## **Assignment: Week 4**



## **1. Business Understanding**
The goal of this assignment is to understand the use of pretrained word embeddings and gain a deeper understanding of word representations. Specifically, the objective is to analyze word vectors using GloVe embeddings, compute a vector operation that combines semantic properties of words, and interpret the results.


## **2. Data Understanding**
### Dataset:
**GloVe (Global Vectors for Word Representation)**: `glove.6B.100d.txt`, a file containing pretrained word vectors of 100 dimensions.

GloVe is a pretrained word embedding model based on statistical properties of large corpora. It represents words as vectors in a way that preserves semantic and syntactic relationships.


## **3. Data Preparation**

### Code to Load and Prepare the Data:

In [1]:
import numpy as np

# Function to load GloVe embeddings
def load_glove_model(file_path):
    embeddings = {}
    with open(file_path, "r", encoding="utf-8") as f:
        for line in f:
            values = line.split()
            word = values[0]
            vector = np.array(values[1:], dtype='float32')
            embeddings[word] = vector
    return embeddings

# Path to the GloVe file
glove_path = "glove.6B.100d.txt"
glove_embeddings = load_glove_model(glove_path)

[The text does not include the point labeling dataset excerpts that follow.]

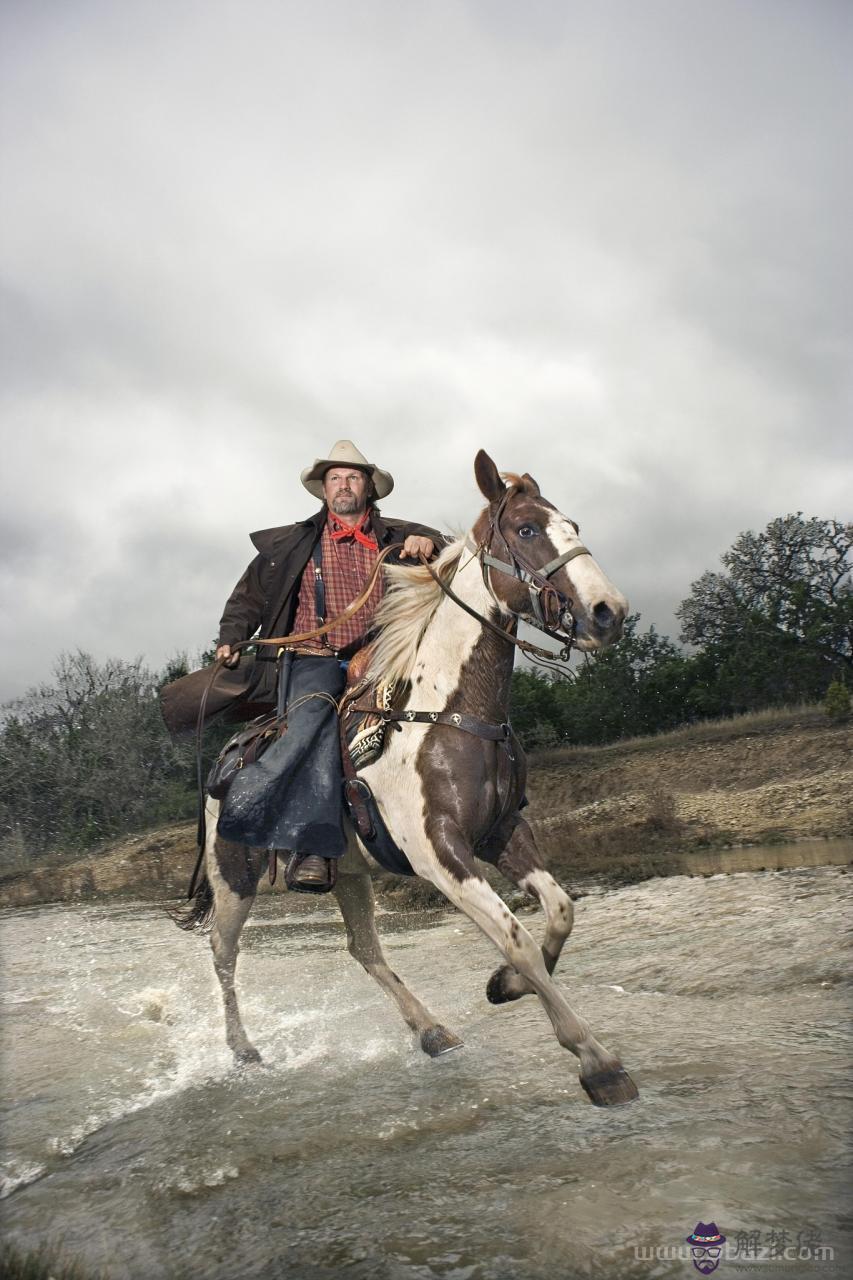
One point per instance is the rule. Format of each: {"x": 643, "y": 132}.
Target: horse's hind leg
{"x": 355, "y": 899}
{"x": 233, "y": 872}
{"x": 521, "y": 864}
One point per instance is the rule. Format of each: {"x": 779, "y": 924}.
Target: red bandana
{"x": 340, "y": 533}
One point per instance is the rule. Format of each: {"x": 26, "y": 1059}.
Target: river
{"x": 129, "y": 1138}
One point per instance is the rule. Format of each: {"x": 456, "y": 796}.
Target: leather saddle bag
{"x": 242, "y": 749}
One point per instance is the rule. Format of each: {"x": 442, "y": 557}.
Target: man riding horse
{"x": 302, "y": 575}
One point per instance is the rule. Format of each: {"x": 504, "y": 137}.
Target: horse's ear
{"x": 488, "y": 478}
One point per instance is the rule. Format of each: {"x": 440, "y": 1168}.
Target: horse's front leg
{"x": 520, "y": 862}
{"x": 354, "y": 892}
{"x": 233, "y": 872}
{"x": 450, "y": 865}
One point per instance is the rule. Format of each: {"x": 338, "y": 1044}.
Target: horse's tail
{"x": 199, "y": 914}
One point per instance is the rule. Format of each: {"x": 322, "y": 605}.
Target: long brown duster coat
{"x": 264, "y": 600}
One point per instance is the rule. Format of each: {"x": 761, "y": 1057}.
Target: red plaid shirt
{"x": 346, "y": 567}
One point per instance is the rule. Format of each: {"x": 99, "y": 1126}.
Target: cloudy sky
{"x": 606, "y": 240}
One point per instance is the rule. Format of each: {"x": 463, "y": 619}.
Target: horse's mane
{"x": 410, "y": 602}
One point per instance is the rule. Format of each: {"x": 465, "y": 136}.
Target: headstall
{"x": 547, "y": 603}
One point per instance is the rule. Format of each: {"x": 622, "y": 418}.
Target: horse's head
{"x": 537, "y": 567}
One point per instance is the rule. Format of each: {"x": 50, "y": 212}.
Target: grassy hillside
{"x": 612, "y": 813}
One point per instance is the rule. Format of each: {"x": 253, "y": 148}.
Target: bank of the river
{"x": 649, "y": 807}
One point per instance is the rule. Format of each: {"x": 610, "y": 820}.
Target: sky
{"x": 609, "y": 242}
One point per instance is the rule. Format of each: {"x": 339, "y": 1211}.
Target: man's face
{"x": 346, "y": 490}
{"x": 706, "y": 1260}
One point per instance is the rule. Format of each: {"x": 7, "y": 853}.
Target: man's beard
{"x": 346, "y": 504}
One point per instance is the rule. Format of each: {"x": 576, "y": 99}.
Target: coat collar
{"x": 269, "y": 540}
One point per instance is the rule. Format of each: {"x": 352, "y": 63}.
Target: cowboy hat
{"x": 343, "y": 453}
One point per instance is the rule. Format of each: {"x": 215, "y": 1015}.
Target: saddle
{"x": 363, "y": 735}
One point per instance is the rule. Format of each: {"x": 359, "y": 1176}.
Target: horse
{"x": 450, "y": 794}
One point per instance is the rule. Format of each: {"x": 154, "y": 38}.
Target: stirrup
{"x": 314, "y": 881}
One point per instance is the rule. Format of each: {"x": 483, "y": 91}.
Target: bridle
{"x": 548, "y": 604}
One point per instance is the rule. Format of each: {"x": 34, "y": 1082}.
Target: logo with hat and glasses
{"x": 706, "y": 1246}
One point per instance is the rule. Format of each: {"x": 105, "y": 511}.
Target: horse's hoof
{"x": 610, "y": 1088}
{"x": 437, "y": 1041}
{"x": 497, "y": 991}
{"x": 247, "y": 1056}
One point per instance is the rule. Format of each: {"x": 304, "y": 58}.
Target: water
{"x": 128, "y": 1136}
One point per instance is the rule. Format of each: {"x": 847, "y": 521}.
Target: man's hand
{"x": 414, "y": 545}
{"x": 223, "y": 650}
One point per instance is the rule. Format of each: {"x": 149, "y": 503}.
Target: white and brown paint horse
{"x": 445, "y": 794}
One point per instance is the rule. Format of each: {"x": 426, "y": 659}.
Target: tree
{"x": 778, "y": 624}
{"x": 87, "y": 757}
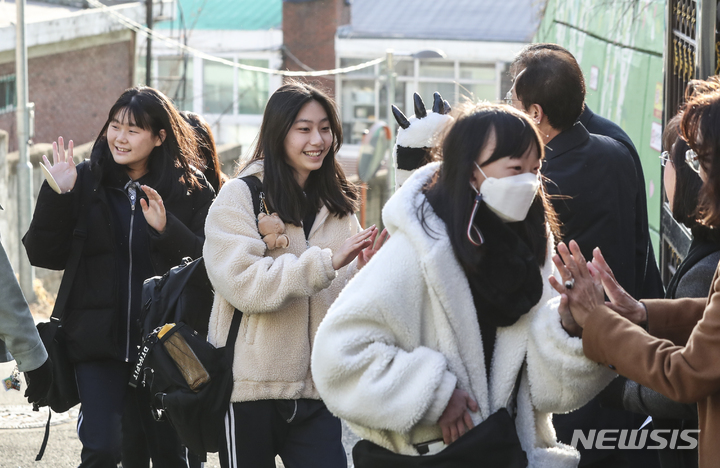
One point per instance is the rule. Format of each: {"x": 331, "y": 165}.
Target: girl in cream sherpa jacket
{"x": 404, "y": 334}
{"x": 283, "y": 293}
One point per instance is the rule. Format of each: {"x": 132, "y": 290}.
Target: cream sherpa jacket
{"x": 284, "y": 293}
{"x": 404, "y": 334}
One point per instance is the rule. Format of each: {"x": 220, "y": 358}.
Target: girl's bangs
{"x": 134, "y": 114}
{"x": 513, "y": 138}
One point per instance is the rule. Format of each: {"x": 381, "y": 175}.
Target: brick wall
{"x": 309, "y": 33}
{"x": 73, "y": 91}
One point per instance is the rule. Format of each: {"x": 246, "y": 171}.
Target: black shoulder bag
{"x": 186, "y": 380}
{"x": 493, "y": 443}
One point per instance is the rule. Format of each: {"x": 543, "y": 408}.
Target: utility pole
{"x": 391, "y": 124}
{"x": 24, "y": 166}
{"x": 148, "y": 51}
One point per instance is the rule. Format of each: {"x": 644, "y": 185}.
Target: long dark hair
{"x": 207, "y": 151}
{"x": 699, "y": 127}
{"x": 450, "y": 190}
{"x": 168, "y": 163}
{"x": 326, "y": 186}
{"x": 687, "y": 183}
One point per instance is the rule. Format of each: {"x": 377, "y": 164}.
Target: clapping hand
{"x": 620, "y": 301}
{"x": 62, "y": 169}
{"x": 350, "y": 249}
{"x": 455, "y": 420}
{"x": 368, "y": 252}
{"x": 154, "y": 209}
{"x": 581, "y": 282}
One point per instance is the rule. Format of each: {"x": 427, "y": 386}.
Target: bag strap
{"x": 256, "y": 193}
{"x": 258, "y": 196}
{"x": 511, "y": 403}
{"x": 76, "y": 248}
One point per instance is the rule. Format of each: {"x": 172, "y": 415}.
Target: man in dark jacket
{"x": 648, "y": 281}
{"x": 595, "y": 189}
{"x": 19, "y": 339}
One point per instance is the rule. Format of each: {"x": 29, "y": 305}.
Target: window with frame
{"x": 175, "y": 79}
{"x": 363, "y": 95}
{"x": 8, "y": 97}
{"x": 233, "y": 91}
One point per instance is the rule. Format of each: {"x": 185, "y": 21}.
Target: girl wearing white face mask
{"x": 460, "y": 337}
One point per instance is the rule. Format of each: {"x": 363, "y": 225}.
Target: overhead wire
{"x": 135, "y": 26}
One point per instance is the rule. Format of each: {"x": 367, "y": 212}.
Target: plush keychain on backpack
{"x": 417, "y": 135}
{"x": 272, "y": 230}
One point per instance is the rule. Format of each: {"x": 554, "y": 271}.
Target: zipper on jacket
{"x": 132, "y": 194}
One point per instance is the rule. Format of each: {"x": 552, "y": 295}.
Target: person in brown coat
{"x": 676, "y": 348}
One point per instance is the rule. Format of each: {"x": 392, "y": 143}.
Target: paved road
{"x": 22, "y": 430}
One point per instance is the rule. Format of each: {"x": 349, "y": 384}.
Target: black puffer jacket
{"x": 94, "y": 317}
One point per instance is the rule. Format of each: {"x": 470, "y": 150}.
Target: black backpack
{"x": 185, "y": 379}
{"x": 185, "y": 294}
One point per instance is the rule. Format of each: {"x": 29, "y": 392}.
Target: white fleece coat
{"x": 283, "y": 293}
{"x": 404, "y": 334}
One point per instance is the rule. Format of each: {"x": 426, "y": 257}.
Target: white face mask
{"x": 509, "y": 197}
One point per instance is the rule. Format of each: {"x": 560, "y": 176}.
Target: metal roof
{"x": 473, "y": 20}
{"x": 248, "y": 15}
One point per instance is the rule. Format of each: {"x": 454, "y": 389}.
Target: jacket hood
{"x": 400, "y": 213}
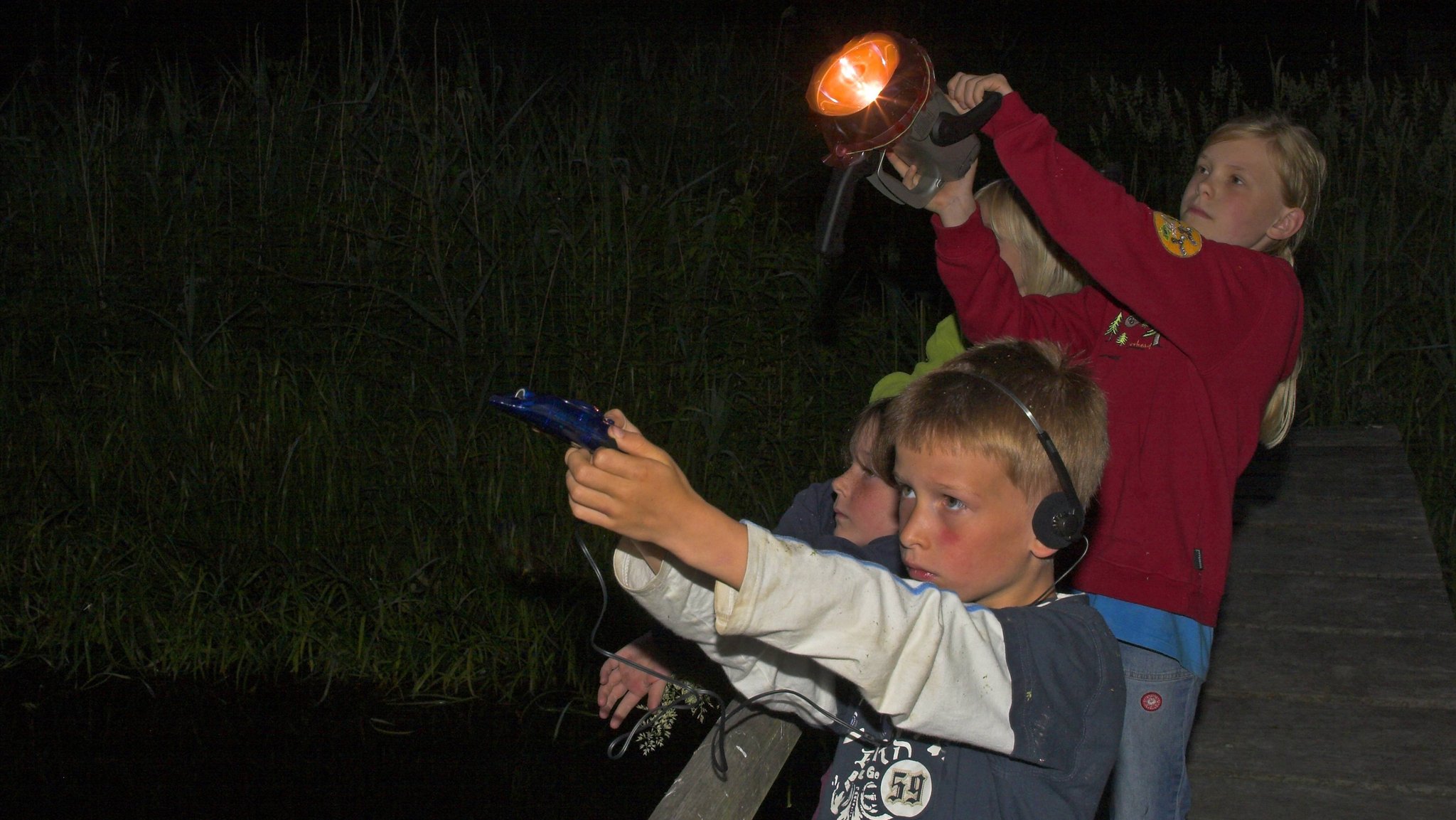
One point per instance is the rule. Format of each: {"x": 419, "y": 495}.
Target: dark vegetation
{"x": 252, "y": 305}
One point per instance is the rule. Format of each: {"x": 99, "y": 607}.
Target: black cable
{"x": 719, "y": 750}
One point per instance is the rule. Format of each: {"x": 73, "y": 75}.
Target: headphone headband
{"x": 1057, "y": 521}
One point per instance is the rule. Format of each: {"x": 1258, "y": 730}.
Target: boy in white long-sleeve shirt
{"x": 979, "y": 691}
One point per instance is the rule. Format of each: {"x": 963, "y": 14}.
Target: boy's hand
{"x": 623, "y": 686}
{"x": 640, "y": 493}
{"x": 956, "y": 200}
{"x": 967, "y": 90}
{"x": 631, "y": 491}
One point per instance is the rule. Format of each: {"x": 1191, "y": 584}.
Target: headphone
{"x": 1060, "y": 516}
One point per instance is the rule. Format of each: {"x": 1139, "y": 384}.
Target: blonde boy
{"x": 1193, "y": 324}
{"x": 979, "y": 691}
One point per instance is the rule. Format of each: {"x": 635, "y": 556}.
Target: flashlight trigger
{"x": 953, "y": 129}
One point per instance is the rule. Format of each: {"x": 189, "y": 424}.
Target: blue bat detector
{"x": 564, "y": 418}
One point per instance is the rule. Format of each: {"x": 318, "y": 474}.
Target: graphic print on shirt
{"x": 1178, "y": 239}
{"x": 887, "y": 781}
{"x": 1130, "y": 331}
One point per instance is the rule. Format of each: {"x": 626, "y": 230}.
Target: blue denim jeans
{"x": 1150, "y": 777}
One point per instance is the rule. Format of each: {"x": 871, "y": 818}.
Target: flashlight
{"x": 875, "y": 94}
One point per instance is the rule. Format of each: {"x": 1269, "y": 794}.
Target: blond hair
{"x": 954, "y": 408}
{"x": 1279, "y": 414}
{"x": 1047, "y": 270}
{"x": 1297, "y": 161}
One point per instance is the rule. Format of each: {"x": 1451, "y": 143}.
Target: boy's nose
{"x": 909, "y": 528}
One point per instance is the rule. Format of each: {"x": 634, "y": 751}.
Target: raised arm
{"x": 1201, "y": 296}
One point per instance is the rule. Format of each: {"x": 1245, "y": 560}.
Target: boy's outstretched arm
{"x": 640, "y": 493}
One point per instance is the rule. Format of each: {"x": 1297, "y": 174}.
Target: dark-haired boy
{"x": 979, "y": 689}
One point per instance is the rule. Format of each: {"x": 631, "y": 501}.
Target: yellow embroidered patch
{"x": 1177, "y": 238}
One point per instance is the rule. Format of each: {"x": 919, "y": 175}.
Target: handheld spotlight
{"x": 878, "y": 92}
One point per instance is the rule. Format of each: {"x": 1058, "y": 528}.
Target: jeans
{"x": 1150, "y": 777}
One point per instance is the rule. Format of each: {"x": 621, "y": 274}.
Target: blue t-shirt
{"x": 1164, "y": 632}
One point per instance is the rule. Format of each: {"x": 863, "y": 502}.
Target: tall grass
{"x": 252, "y": 322}
{"x": 252, "y": 325}
{"x": 1378, "y": 272}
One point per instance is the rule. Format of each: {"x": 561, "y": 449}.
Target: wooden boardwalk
{"x": 1332, "y": 692}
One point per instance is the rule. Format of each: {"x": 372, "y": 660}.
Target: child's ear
{"x": 1288, "y": 225}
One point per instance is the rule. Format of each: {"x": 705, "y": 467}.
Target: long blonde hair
{"x": 1047, "y": 270}
{"x": 1279, "y": 414}
{"x": 1297, "y": 161}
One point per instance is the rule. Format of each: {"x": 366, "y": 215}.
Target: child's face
{"x": 965, "y": 528}
{"x": 865, "y": 507}
{"x": 1235, "y": 194}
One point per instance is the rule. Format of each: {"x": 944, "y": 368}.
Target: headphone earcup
{"x": 1057, "y": 521}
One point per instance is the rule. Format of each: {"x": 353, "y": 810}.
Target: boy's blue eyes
{"x": 950, "y": 503}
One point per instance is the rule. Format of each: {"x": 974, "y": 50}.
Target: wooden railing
{"x": 756, "y": 745}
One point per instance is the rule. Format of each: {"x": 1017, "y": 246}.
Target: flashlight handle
{"x": 839, "y": 198}
{"x": 950, "y": 130}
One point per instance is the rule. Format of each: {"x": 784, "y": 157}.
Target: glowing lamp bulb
{"x": 852, "y": 79}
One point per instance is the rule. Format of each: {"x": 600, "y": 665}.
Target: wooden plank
{"x": 1327, "y": 742}
{"x": 757, "y": 743}
{"x": 1329, "y": 511}
{"x": 1415, "y": 669}
{"x": 1332, "y": 691}
{"x": 1388, "y": 548}
{"x": 1253, "y": 797}
{"x": 1344, "y": 602}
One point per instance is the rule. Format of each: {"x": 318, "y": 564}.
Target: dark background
{"x": 255, "y": 752}
{"x": 1068, "y": 37}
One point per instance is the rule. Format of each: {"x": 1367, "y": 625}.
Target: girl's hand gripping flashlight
{"x": 875, "y": 92}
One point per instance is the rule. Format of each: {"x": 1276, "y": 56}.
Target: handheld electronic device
{"x": 564, "y": 418}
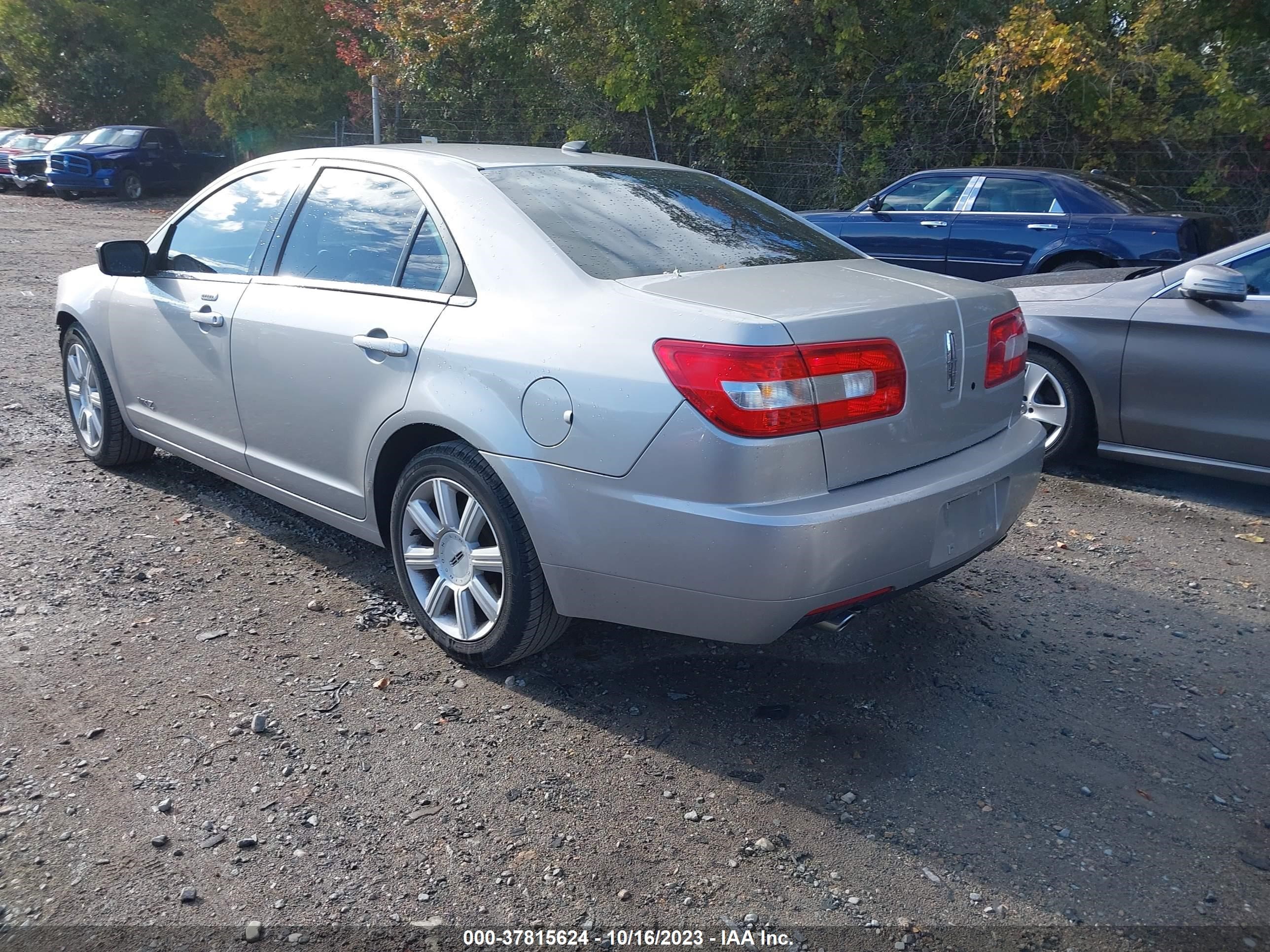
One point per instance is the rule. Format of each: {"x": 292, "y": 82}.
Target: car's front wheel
{"x": 1056, "y": 398}
{"x": 130, "y": 187}
{"x": 94, "y": 413}
{"x": 465, "y": 560}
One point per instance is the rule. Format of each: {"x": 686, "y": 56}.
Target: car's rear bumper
{"x": 620, "y": 551}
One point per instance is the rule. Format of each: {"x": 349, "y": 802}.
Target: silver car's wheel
{"x": 84, "y": 394}
{"x": 454, "y": 559}
{"x": 1046, "y": 402}
{"x": 465, "y": 560}
{"x": 91, "y": 403}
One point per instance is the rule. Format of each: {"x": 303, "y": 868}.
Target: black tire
{"x": 130, "y": 187}
{"x": 528, "y": 621}
{"x": 1081, "y": 427}
{"x": 117, "y": 446}
{"x": 1077, "y": 265}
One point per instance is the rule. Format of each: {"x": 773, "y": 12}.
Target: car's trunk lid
{"x": 939, "y": 323}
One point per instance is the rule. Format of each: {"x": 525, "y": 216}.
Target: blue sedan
{"x": 988, "y": 224}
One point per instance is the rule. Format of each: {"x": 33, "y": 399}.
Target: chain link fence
{"x": 1225, "y": 175}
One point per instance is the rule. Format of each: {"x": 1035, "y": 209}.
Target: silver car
{"x": 558, "y": 384}
{"x": 1166, "y": 367}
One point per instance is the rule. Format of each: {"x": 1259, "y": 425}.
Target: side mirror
{"x": 1212, "y": 282}
{"x": 124, "y": 259}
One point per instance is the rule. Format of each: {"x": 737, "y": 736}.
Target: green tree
{"x": 78, "y": 63}
{"x": 272, "y": 65}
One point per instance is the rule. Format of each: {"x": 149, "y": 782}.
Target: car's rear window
{"x": 1129, "y": 199}
{"x": 630, "y": 221}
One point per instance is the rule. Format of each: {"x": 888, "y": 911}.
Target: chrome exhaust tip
{"x": 835, "y": 622}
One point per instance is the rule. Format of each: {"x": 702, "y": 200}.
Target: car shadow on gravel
{"x": 1171, "y": 484}
{"x": 1037, "y": 754}
{"x": 1024, "y": 723}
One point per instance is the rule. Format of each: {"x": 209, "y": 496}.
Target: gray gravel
{"x": 1024, "y": 742}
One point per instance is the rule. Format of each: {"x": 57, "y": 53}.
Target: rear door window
{"x": 353, "y": 226}
{"x": 934, "y": 193}
{"x": 1017, "y": 196}
{"x": 226, "y": 233}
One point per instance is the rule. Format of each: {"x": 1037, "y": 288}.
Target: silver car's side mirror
{"x": 1212, "y": 282}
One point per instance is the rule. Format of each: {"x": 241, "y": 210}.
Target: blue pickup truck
{"x": 130, "y": 162}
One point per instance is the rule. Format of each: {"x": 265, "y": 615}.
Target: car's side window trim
{"x": 968, "y": 199}
{"x": 353, "y": 287}
{"x": 969, "y": 193}
{"x": 454, "y": 277}
{"x": 171, "y": 229}
{"x": 957, "y": 205}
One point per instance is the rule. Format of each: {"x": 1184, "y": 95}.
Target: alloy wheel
{"x": 84, "y": 391}
{"x": 1046, "y": 402}
{"x": 454, "y": 559}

# Check if target words are in the vocabulary
words_to_check = ["man", "woman", "king"]
for word in words_to_check:
    if word in glove_embeddings:
        print(f"Found: {word}")
    else:
        print(f"Not found: {word}")

Found: man
Found: woman
Found: king


## 4. Modeling
Explanation:
The vector operation vec("woman") - vec("man") + vec("king") combines semantic relationships. The nearest words to the resulting vector will be found using cosine similarity as the distance metric.

In [2]:
from scipy.spatial.distance import cosine

# Compute the resulting vector
vec_woman = glove_embeddings["woman"]
vec_man = glove_embeddings["man"]
vec_king = glove_embeddings["king"]

result_vector = vec_woman - vec_man + vec_king

# Function to find the closest vectors using cosine similarity
def find_closest_vectors(embeddings, target_vector, top_n=5):
    distances = {}
    for word, vector in embeddings.items():
        distances[word] = cosine(target_vector, vector)
    closest = sorted(distances.items(), key=lambda x: x[1])[:top_n]
    return closest

# Find the nearest words
nearest_words = find_closest_vectors(glove_embeddings, result_vector)

print("Closest words to the resulting vector:")
for word, score in nearest_words:
    print(f"{word}: {score:.4f}")


Closest words to the resulting vector:
king: 0.1448
queen: 0.2166
monarch: 0.3066
throne: 0.3167
daughter: 0.3191


## 5. Evaluation
Analysis of Results:
What is the closest word?
The word closest to the computed vector likely represents the semantic concept of "a female ruler," given the inputs of woman, man, and king.

Interpretation of the Vector Operation:
The operation vec("woman") - vec("man") + vec("king") translates the gendered concept of king into its female equivalent, while preserving the notion of royalty. This demonstrates how GloVe embeddings capture semantic and syntactic relationships between words.